段子介頓時默然。狄詠立大功而不見賞,反而被嚴旨斥責,二人豈能不知?以二人身份,分明是朝廷派來監視石越的,這點二人都是心知肚明,若反托石越來辦事,只怕朝廷不但不信,反而平空增加猜忌。

「其他官員如何?」

「除非是御史!否則終不可行。你我既在衛尉寺,結交地方官員,便是一項大罪。況且此事牽涉到高遵裕,別人豈肯攪這渾水。」

「這也不成,那也不成!」段子介憤怒地一拳砸在案上,厲聲說道:「若要放過高遵裕,我絕不甘心!」

向安北沉默不語,他想來想去,只覺得他二人若要避開章惇讓皇帝知道此事,除非是拜詣文彥博,否則難免都會加上一條罪名,但是要見文彥博,卻不免驚動太大,畢竟堂堂朝廷樞使,並非說見就見,而二人身為監察虞侯,一離開這京兆府,立時就會被人知道。所以親自去汴京,畢竟是風險太大。但用別的方法,加一條罪名倒也罷了,但是一般的官員,卻也不會願意來趟這渾水,畢竟高遵裕風頭正勁,背後又有一個高太后——縱然太后賢明,但是普通官員,誰敢冒這個險?須知即使彈劾成功,不僅會得罪勛貴,還會留下一條口實,讓別人來懷疑自己結交軍隊的武官——這個罪名,只怕越是官大,就越是承擔不起。如此思前顧後,向安北只覺得一陣絕望,竟然感覺雖然二人有心不顧自己的得失來報國,卻是無門可入!他不由得有點羨慕那些御史諫官,無論如何,這些人每個人都可以把自己的奏摺,直接遞到皇帝的面前!

但是說要他就此放棄,向安北與段子介一樣,也難以甘心。

畢竟為了查證高遵裕的罪名,二人幾乎是費盡了心思。當時一口氣憋著,只想著能扳倒高遵裕這樣的重臣,從此名揚天下,讓天下都知道衛尉寺的威名、向安北與段子介的風骨!此時明明是證據確鑿,卻被一句「查無實證」輕飄飄地擋回,叫二人如何忍得下這口惡氣!日後又如何向下屬交待?

「有辦法了!」向安北正在困惱之際,卻見段子介猛地站直了身子,大聲說道:「有辦法了!」

「有何良策?」

「報紙!」段子介面露得色,笑道:「拼著罷官,我等只須派親信之人向《汴京新聞》、《西京評論》、《秦報》投書,管叫它轟動天下,那時看還有誰能隻手遮天!」

「《秦報》?」向安北怔了一下,他聽說過《汴京新聞》與《西京評論》,卻沒有聽說過什麼《秦報》。

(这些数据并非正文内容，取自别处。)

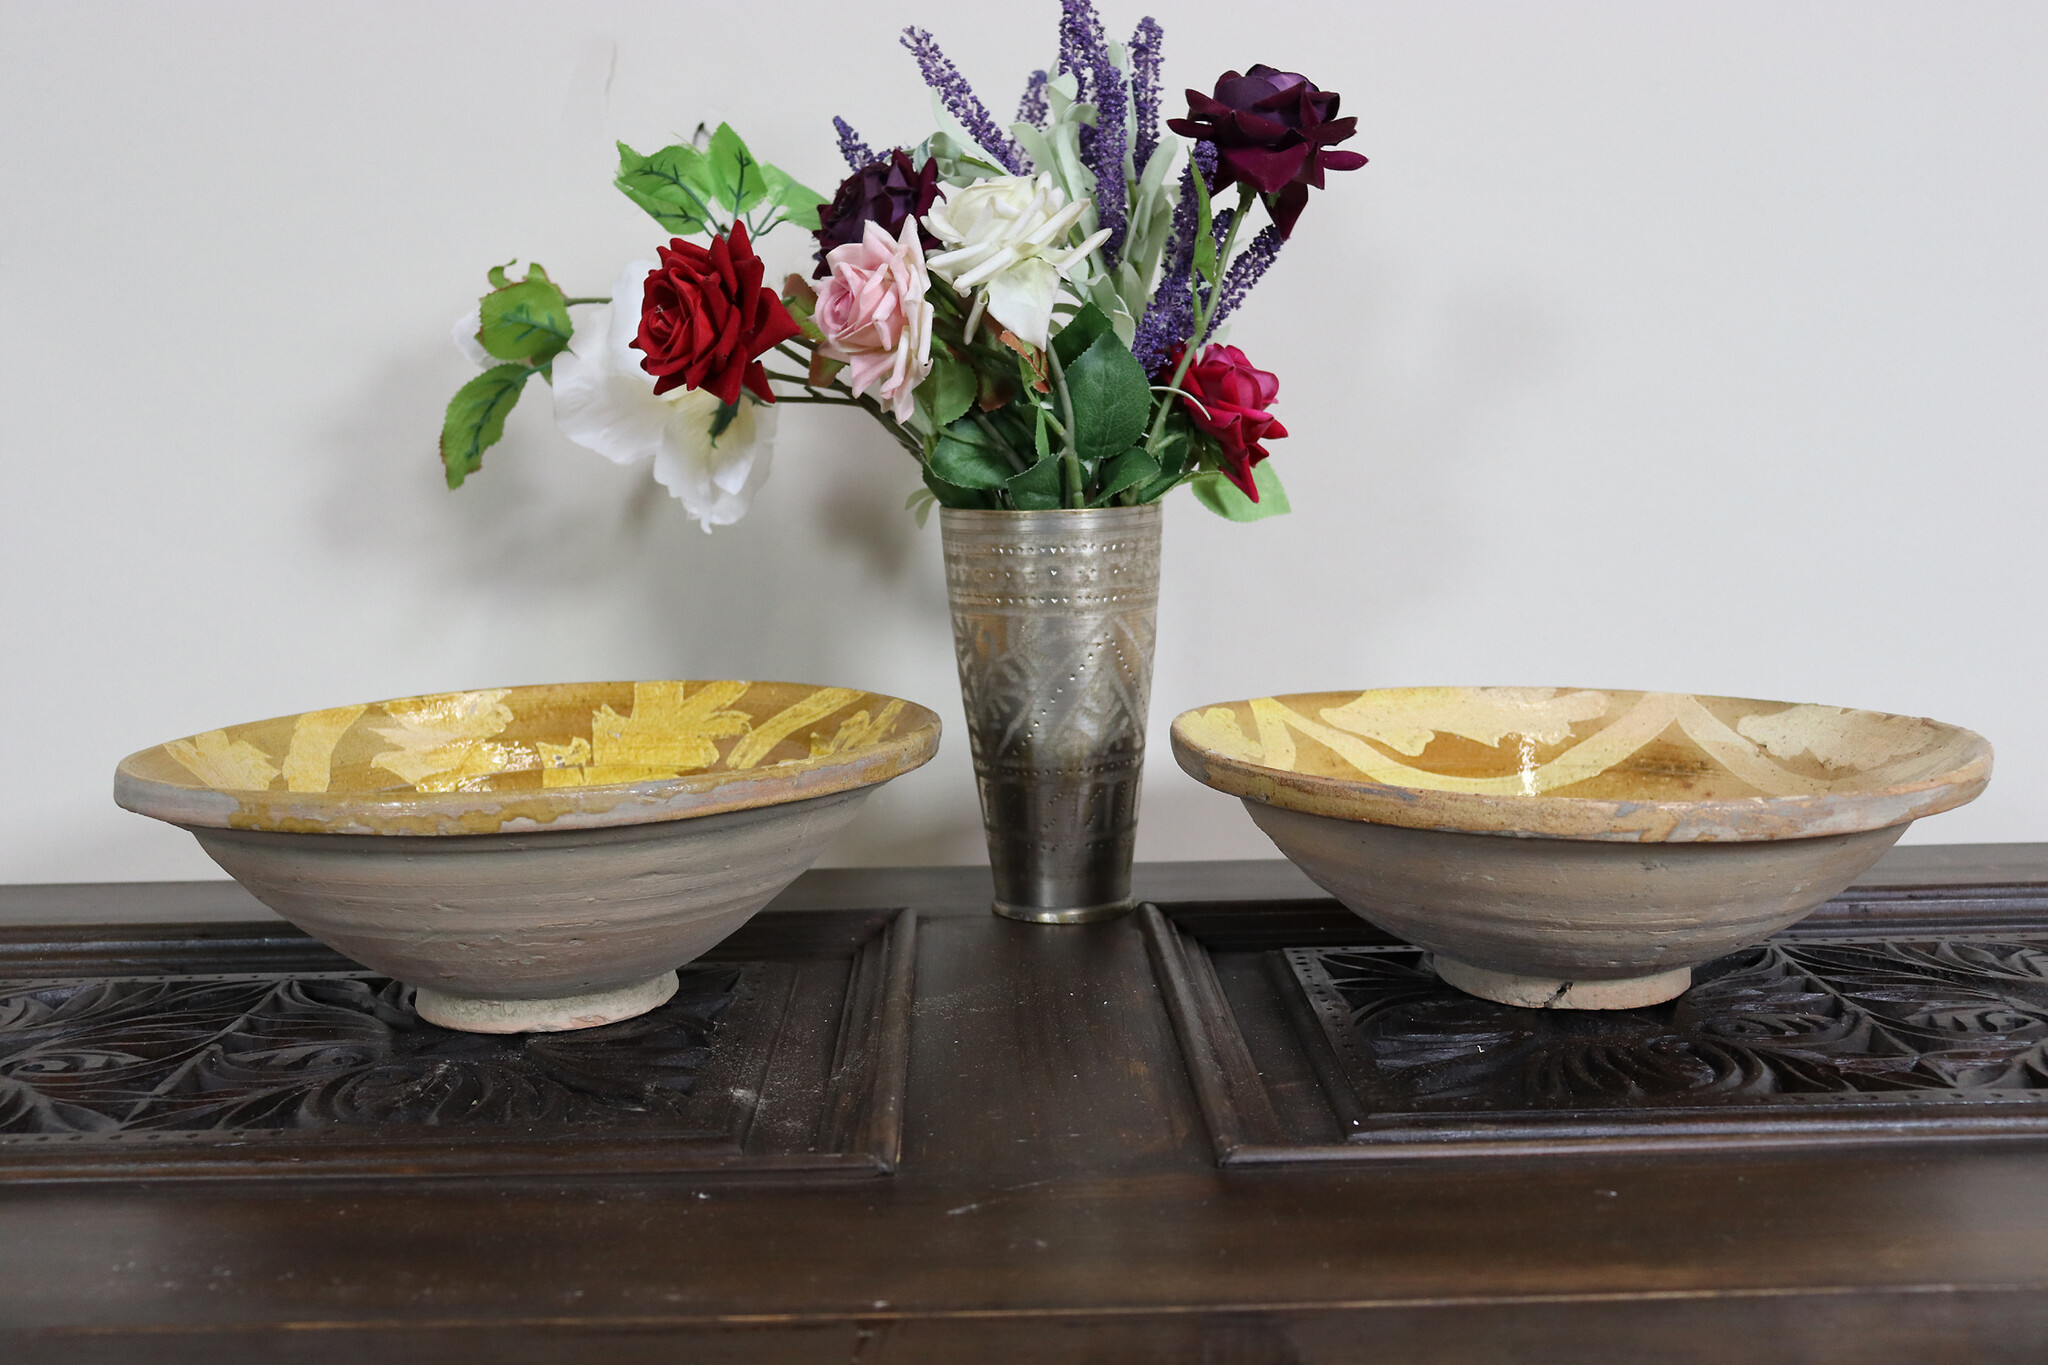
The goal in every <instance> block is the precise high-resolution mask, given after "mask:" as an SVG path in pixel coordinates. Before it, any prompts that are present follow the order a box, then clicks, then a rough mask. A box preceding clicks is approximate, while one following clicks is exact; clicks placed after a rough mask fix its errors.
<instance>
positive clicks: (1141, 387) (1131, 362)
mask: <svg viewBox="0 0 2048 1365" xmlns="http://www.w3.org/2000/svg"><path fill="white" fill-rule="evenodd" d="M1067 397H1069V399H1073V426H1075V430H1073V432H1071V436H1073V444H1075V450H1077V452H1079V454H1081V458H1083V460H1102V458H1108V456H1112V454H1120V452H1122V450H1124V448H1128V446H1130V444H1133V442H1137V438H1139V436H1143V434H1145V422H1147V417H1151V383H1149V381H1147V379H1145V366H1143V364H1139V360H1137V356H1133V354H1130V348H1128V346H1124V344H1122V342H1120V340H1116V334H1114V332H1104V334H1102V336H1098V338H1096V340H1094V342H1090V346H1087V350H1083V352H1081V354H1079V358H1077V360H1075V362H1073V364H1069V366H1067Z"/></svg>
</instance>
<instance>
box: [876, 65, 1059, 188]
mask: <svg viewBox="0 0 2048 1365" xmlns="http://www.w3.org/2000/svg"><path fill="white" fill-rule="evenodd" d="M903 47H907V49H909V53H911V55H913V57H918V70H922V72H924V84H928V86H932V88H934V90H938V98H940V102H944V106H946V111H948V113H952V117H954V119H958V121H961V127H963V129H967V135H969V137H973V139H975V141H977V143H981V147H983V149H985V151H987V153H989V156H993V158H995V160H997V162H1001V164H1004V170H1008V172H1010V174H1012V176H1022V174H1028V170H1030V168H1028V164H1026V162H1024V153H1022V151H1018V147H1016V143H1014V141H1010V137H1006V135H1004V131H1001V129H999V127H995V119H993V115H989V106H987V104H983V102H981V96H977V94H975V88H973V86H969V84H967V78H965V76H961V72H958V68H956V65H952V61H950V59H948V57H946V53H942V51H940V49H938V41H936V39H934V37H932V35H930V33H926V31H924V29H905V31H903Z"/></svg>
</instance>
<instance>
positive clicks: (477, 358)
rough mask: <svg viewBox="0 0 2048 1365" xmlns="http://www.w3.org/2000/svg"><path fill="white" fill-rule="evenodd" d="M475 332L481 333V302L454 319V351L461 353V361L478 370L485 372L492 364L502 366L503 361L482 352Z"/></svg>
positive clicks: (486, 353) (482, 313)
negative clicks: (468, 362)
mask: <svg viewBox="0 0 2048 1365" xmlns="http://www.w3.org/2000/svg"><path fill="white" fill-rule="evenodd" d="M477 332H483V303H481V301H479V303H477V305H475V307H471V309H469V311H467V313H463V315H461V317H457V319H455V350H459V352H463V360H467V362H469V364H473V366H477V368H479V370H487V368H492V366H494V364H504V360H500V358H498V356H494V354H492V352H487V350H483V342H479V340H477Z"/></svg>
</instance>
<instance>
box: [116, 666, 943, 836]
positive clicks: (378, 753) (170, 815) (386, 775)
mask: <svg viewBox="0 0 2048 1365" xmlns="http://www.w3.org/2000/svg"><path fill="white" fill-rule="evenodd" d="M936 745H938V716H934V714H932V712H930V710H926V708H922V706H915V704H911V702H903V700H897V698H887V696H877V694H872V692H860V690H856V688H819V686H809V684H772V681H770V684H764V681H727V679H717V681H631V684H625V681H623V684H557V686H537V688H489V690H477V692H442V694H434V696H414V698H397V700H391V702H373V704H362V706H340V708H330V710H311V712H303V714H297V716H283V718H276V720H256V722H252V724H238V726H229V729H223V731H207V733H205V735H193V737H188V739H174V741H170V743H166V745H158V747H156V749H143V751H141V753H135V755H131V757H129V759H125V761H123V763H121V769H119V774H117V798H119V800H121V802H123V804H127V806H129V808H135V810H141V812H143V814H158V817H160V819H170V821H176V823H186V825H231V827H246V829H299V831H338V833H492V831H496V829H500V827H506V825H512V827H518V825H520V823H532V825H557V823H561V825H565V827H592V825H610V823H635V821H649V819H678V817H682V814H707V812H713V810H733V808H745V806H758V804H774V802H780V800H801V798H805V796H821V794H825V792H831V790H848V788H852V786H866V784H872V782H883V780H887V778H893V776H897V774H901V772H907V769H909V767H915V765H920V763H924V761H926V759H928V757H930V755H932V751H934V749H936Z"/></svg>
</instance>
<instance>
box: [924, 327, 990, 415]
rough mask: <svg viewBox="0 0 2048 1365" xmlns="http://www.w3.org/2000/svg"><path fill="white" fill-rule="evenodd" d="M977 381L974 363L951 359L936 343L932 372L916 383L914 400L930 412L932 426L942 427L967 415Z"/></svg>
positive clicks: (978, 385) (960, 360) (979, 386)
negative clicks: (971, 365)
mask: <svg viewBox="0 0 2048 1365" xmlns="http://www.w3.org/2000/svg"><path fill="white" fill-rule="evenodd" d="M979 387H981V381H979V379H977V377H975V366H971V364H967V362H965V360H954V358H952V356H948V354H946V352H942V350H940V348H938V346H934V348H932V372H930V375H926V377H924V383H922V385H918V401H920V403H924V407H926V409H928V411H930V413H932V426H934V428H946V426H952V424H954V422H958V420H961V417H965V415H967V409H969V407H973V405H975V391H977V389H979Z"/></svg>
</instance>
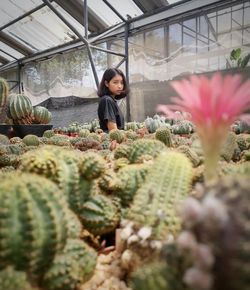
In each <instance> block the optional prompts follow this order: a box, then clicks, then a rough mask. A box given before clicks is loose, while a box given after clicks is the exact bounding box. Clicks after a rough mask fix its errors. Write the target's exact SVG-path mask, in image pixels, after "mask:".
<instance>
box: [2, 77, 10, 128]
mask: <svg viewBox="0 0 250 290" xmlns="http://www.w3.org/2000/svg"><path fill="white" fill-rule="evenodd" d="M8 96H9V85H8V83H7V81H6V80H5V79H3V78H0V123H4V121H5V120H6V117H7V116H6V112H5V109H6V104H7V99H8Z"/></svg>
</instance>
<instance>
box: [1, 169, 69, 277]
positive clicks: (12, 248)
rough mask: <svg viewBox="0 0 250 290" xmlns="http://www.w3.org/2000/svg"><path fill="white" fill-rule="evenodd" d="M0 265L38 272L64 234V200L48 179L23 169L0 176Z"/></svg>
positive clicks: (58, 249)
mask: <svg viewBox="0 0 250 290" xmlns="http://www.w3.org/2000/svg"><path fill="white" fill-rule="evenodd" d="M0 204H1V206H0V225H1V226H0V228H1V235H0V269H3V268H5V267H6V265H13V266H14V267H15V268H16V269H18V270H24V271H29V272H30V273H32V274H39V275H41V274H42V273H43V271H44V270H45V269H46V267H47V266H48V265H49V264H50V263H51V262H52V260H53V258H54V256H55V254H56V253H57V252H58V251H60V250H62V248H63V247H64V245H65V242H66V238H67V219H66V209H67V204H66V202H65V200H64V198H63V196H62V193H61V192H60V191H59V189H58V187H57V186H56V185H55V184H54V183H53V182H51V181H49V180H48V179H45V178H43V177H40V176H36V175H31V174H25V173H13V172H9V173H4V174H3V175H1V177H0Z"/></svg>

段子介笑道:「《秦報》是京兆府新出的報紙,近在京兆府,誰能擋得住你我?只要《秦報》報道了,誰還能遮住此事?」

「是誰辦的?」向安北一向公務繁忙,很少有時間看報紙,對這些事情,也並不是太關注。

段子介想了想,笑道:「似乎是個姓衛的,是白水潭的學生。」他雖然保留了讀報的習慣,但是自到陝西以後,除了《汴京新聞》與《皇宋新義報》之外,卻也同樣極少有時間來讀別的報紙。這《秦報》才出不久,他見到是白水潭學院的學生,心中便徒增好感,但是卻沒有留意辦報之人的背景。在段子介看來,只要是白水潭學院的學生,便是信得過的。

向安北聽說是白水潭學院的學生,心中警戒之心不免放下一大半,他思忖了一會兒,說道:「那便不必千里迢迢去京師,先讓人暗中泄露給《秦報》,若它登了,諸報自然會轉載。若是不登,再派人去東京與西京不遲。」

「斷無不登之理。」段子介笑道:「《秦報》方創辦未久,有此良機,豈會不把握?《汴京新聞》當日若無軍器監案,又豈能有今日偌大聲名?」

「譽之言之有理。」向安北略想了一下,也點點頭,把心中的石頭放了下來。